Berapa banyak manusia hari ini yang meniru jalan Iblis? Berilmu tinggi, tahu dalil, fasih bicara agama, tetapi tidak tunduk kepada Allah, tidak rendah hati, dan gemar merendahkan yang lain.


Nabi Adam: Bersalah, Tapi Bertaubat

Berbeda dengan Iblis, Nabi Adam justru tergelincir dalam kesalahan — memakan buah terlarang. Tapi apa yang ia lakukan setelah sadar?

Ia menangis. Ia bertaubat. Ia memohon ampun.

“Ya Tuhan kami, kami telah menzalimi diri kami sendiri. Jika Engkau tidak mengampuni kami dan memberi rahmat kepada kami, niscaya kami termasuk orang-orang yang merugi.” (QS Al-A’raf: 23)

Adam tidak menyalahkan. Tidak membantah. Tidak menyombongkan diri sebagai makhluk pertama yang Allah ajarkan nama-nama segala sesuatu. Beliau tunduk, mengaku bersalah, dan memohon ampun. Maka Allah terima taubatnya.

Ini adalah pelajaran berharga: kesalahan manusia bukan akhir dari segalanya, jika diikuti dengan taubat yang tulus. Tapi ilmu tanpa taubat adalah jalan menuju kehancuran.


Ilmu Harus Membuat Kita Takut dan Tunduk

Ilmu yang benar adalah yang membuat seseorang semakin dekat kepada Allah, bukan semakin keras kepala, bukan semakin merasa suci dan tinggi. Sebagaimana firman Allah:

“Sesungguhnya yang takut kepada Allah di antara hamba-hamba-Nya hanyalah ulama.” (QS Fathir: 28)

Maka ujian terbesar bagi orang berilmu bukan hanya bagaimana menyampaikan ilmu itu, tapi bagaimana ia menjaga hatinya untuk tetap tunduk, tetap rendah hati, tetap takut kepada Allah.

Jika ilmu membuatmu memandang hina orang awam, maka itu bukan ilmu yang diberkahi.

Jika ilmu membuatmu sulit menerima nasihat, maka itu adalah ilmu yang telah dipakai untuk menutupi kesombongan.

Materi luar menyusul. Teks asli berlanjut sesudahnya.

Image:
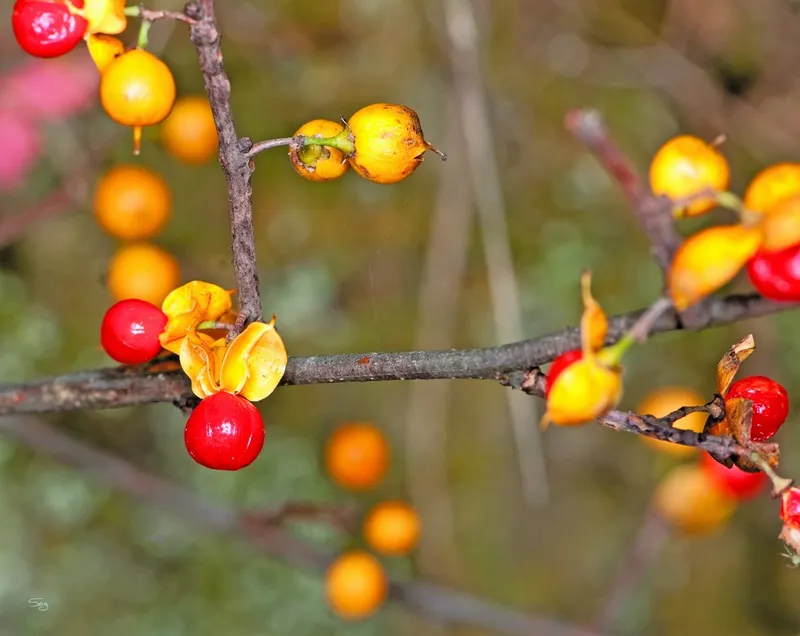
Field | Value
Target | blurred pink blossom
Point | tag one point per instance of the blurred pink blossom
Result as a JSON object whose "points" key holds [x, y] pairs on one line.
{"points": [[19, 151], [51, 89]]}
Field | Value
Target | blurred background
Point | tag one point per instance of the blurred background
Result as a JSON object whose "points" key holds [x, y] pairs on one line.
{"points": [[485, 248]]}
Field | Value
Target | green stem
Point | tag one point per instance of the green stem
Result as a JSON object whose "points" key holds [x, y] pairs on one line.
{"points": [[341, 142], [144, 31]]}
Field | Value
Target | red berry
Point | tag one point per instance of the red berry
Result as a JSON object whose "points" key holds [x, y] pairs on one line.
{"points": [[225, 432], [558, 367], [130, 331], [734, 481], [46, 28], [776, 275], [790, 507], [770, 404]]}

Jika ilmu membuatmu keras kepada orang lain, tapi lunak kepada nafsumu sendiri, maka itu cermin bahwa ilmu belum menjadikanmu hamba yang taat.


Berilmu Itu Baik, Tapi Bertaqwa Itu Lebih Baik

Hari ini, banyak orang merasa bangga karena hafal dalil, pandai debat agama, mampu menjelaskan hukum-hukum fikih. Tapi mari kita tanyakan pada hati: apakah ilmu itu sudah membuat kita lebih tunduk kepada Allah? Lebih takut berbuat dosa? Lebih sabar? Lebih jujur? Lebih lembut pada sesama?

Sebab tujuan dari ilmu bukan hanya untuk tahu, tapi untuk tunduk dan patuh.

Ilmu seharusnya membentuk akhlak, bukan ego.

Ilmu seharusnya membuat kita menangis saat shalat, bukan membanggakan panjangnya khutbah.

Ilmu seharusnya membuat kita takut berbuat maksiat, bukan lihai mencari pembenaran.


Penutup: Jangan Bangga Karena Tahu, Tapi Banggalah Jika Tunduk

Bangga karena tahu? Iblis juga tahu.

Tapi Adam mengajarkan satu hal: ketika salah, jangan berdalih. Ketika jatuh, segera sujud. Ketika diberi ilmu, jadilah lebih taat, bukan lebih congkak.

Maka berhati-hatilah. Ilmu adalah cahaya, tapi bisa jadi api bila tidak disertai ketaatan. Jangan sampai kita tersesat dalam jalan Iblis — tahu kebenaran tapi menolak tunduk. Jadilah seperti Adam — yang bersalah, namun kembali dengan taubat.

Karena Allah tidak melihat seberapa banyak ilmu yang kita miliki. Tapi seberapa tunduk kita kepada-Nya dengan ilmu yang kita pelajari.